80 anni: bilanci. Il più grande colpo di fortuna e la più grande delusione? «La fortuna fu quando lessi su una rivista che a Catherine Zeta-Jones piacevano gli uomini più anziani. Ah, ok, mi sono detto. E poi l’esordio come produttore, per cui vinsi l’Oscar a 31 anni: Qualcuno volò sul nido del cuculo. Il progetto lo ereditai da mio padre, veniva da Spartacus, non riuscì a farlo. Io ero un attore tv, il Cuculo è il mio film che ebbe più successo, cambiò la mia vita. Se non mi fossi fidato del mio istinto non l’avrei fatto. Ricordo il calore quando lo presentai a Roma, c’erano Bertolucci, Antonioni, la Wertmuller…».

E la delusione? «L’ultima elezione in America». Così chiama in causa Trump: «Il presidente ha creato un dramma sugli immigrati, quelli illegali sono pericolosi ma non sono killer e stupratori. Ho amici in Messico, Canada, Europa, sono imbarazzato e mi scuso con tutti. Il mio paese ha grandi responsabilità sul caos che esiste. Trovo ridicolo fare le guerre e investire in spese militari». E i rimpianti? «Li ho, mi sono spesso messo nei guai, ma non voglio gettare il sale sulla mia ex moglie (Diandra Luker, ndr).

Racconta che aveva un progetto poi abortito su Reagan, «con Gorbaciov stava cercando di ridurre le armi nucleari, che sono un mio chiodo fisso. Saltò l’incontro tra i due e anche il film». Poi il grande attore parla dei genitori, «erano entrambi attori, io l’ho fatto come rivalsa e risentimento verso di loro, rivendicavo la mia identità». Suo padre era Kirk Douglas, il divo atletico della vecchia Hollywood. «Gli somigli, mi dicevano. Io volevo solo affermarmi a prescindere da lui».
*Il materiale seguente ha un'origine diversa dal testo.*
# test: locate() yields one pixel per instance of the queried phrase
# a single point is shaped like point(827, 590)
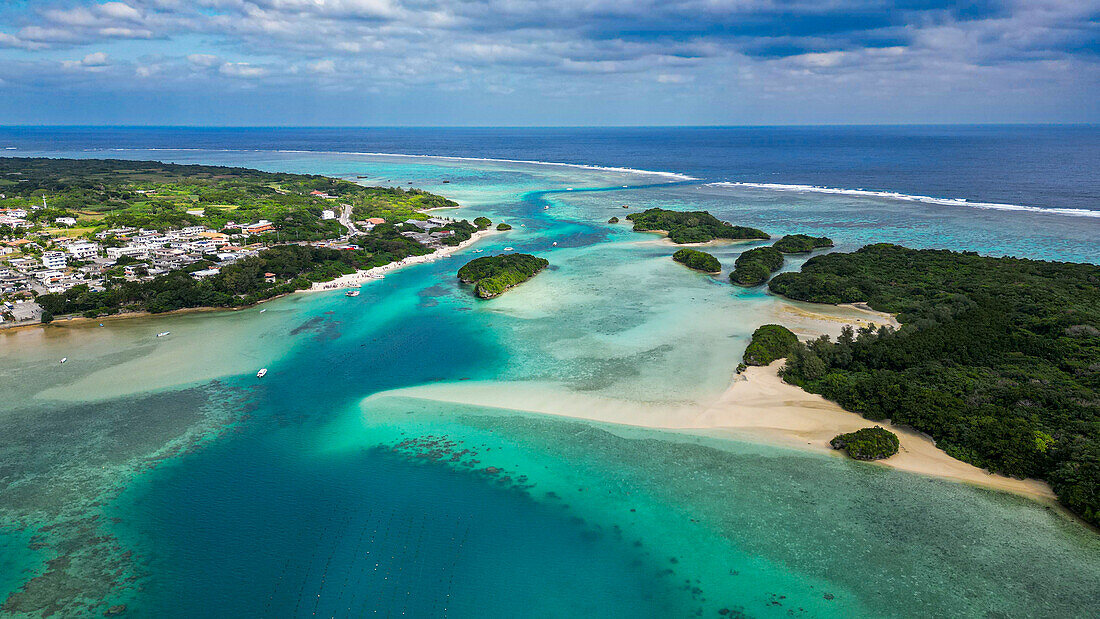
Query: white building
point(53, 260)
point(116, 253)
point(84, 251)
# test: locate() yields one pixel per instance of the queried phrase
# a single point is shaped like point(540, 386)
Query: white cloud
point(242, 70)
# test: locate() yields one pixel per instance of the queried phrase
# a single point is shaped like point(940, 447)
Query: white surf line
point(672, 175)
point(909, 198)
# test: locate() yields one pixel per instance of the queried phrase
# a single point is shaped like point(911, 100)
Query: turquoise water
point(161, 474)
Cosa le disse suo padre quando lei comunicò che voleva diventare attore? «Se avessi saputo che avresti avuto così successo, sarei stato più carino con te….Era bizzarro per me leggere le riviste che mi chiamavano l’happy baby, il bambino felice. E’ già difficile essere attore di seconda generazione, ora vogliono provarci i figli miei e di Catherine, Dylan e Carys, e sarà ancora più rischioso, li stiamo seguendo nei primi passi. Oggi è più difficile emergere, e per una donna è più difficile durare. Non bisogna farsi sedurre dall’idea dei riflettori, importante è capire un testo, non bisogna sprecare tempo su copioni mediocri».
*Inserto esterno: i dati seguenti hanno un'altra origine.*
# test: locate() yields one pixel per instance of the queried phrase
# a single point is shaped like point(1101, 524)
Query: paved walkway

Michael Douglas ricorda il suo secondo Oscar per Wall Street: «Gordon Gekko è un corruttore, un villain, oggi vivrebbe nella Silicon Valley. Tutti, a cominciare dai banchieri, mi davano la pacca sulla spalla, quel personaggio suscitava empatia, good job, hai fatto un buon lavoro, dicevano. Obiettavo che era cattivo, e quelli insistevano: ci piace proprio per questo. In effetti, Gordon è un seduttore, ed è lui che mi fatto uscire dall’ombra di mio padre. Finalmente mi sono sentito accettato». Fa capire che Kirk era una roccia, ma ricorda che lil padre l’Oscar «non lo vinse mai, solo nomination».

Capitolo Marvel, Ant-Man, il film dove non ti aspetti di trovarlo: «Mi davano indicazioni nel nulla, effetti visivi e basta, mi sentivo un idiota, non è tra i miei preferiti».

Capitolo Basic Istinct: gli chiediamo cosa ricorda della scena con le gambe accavallate di Sharon Stone? Lui capisce la scena in cui «facciamo l’amore. Beh, la provammo per una settimana, lei fu molto professionale, al tempo non c’era mica il coordinatore intimo. Fu una scena dura. Ho buoni ricordi. Alle audizioni, prima di prendere Sharon, il regista Paul Verhoeven visionò attrici un po’ calviniste. Aprì bocca e: Vi dico subito che ci sono nudità». Ero lì e gli soffiai sull’orecchio: Ehi Paul, easy, vacci piano».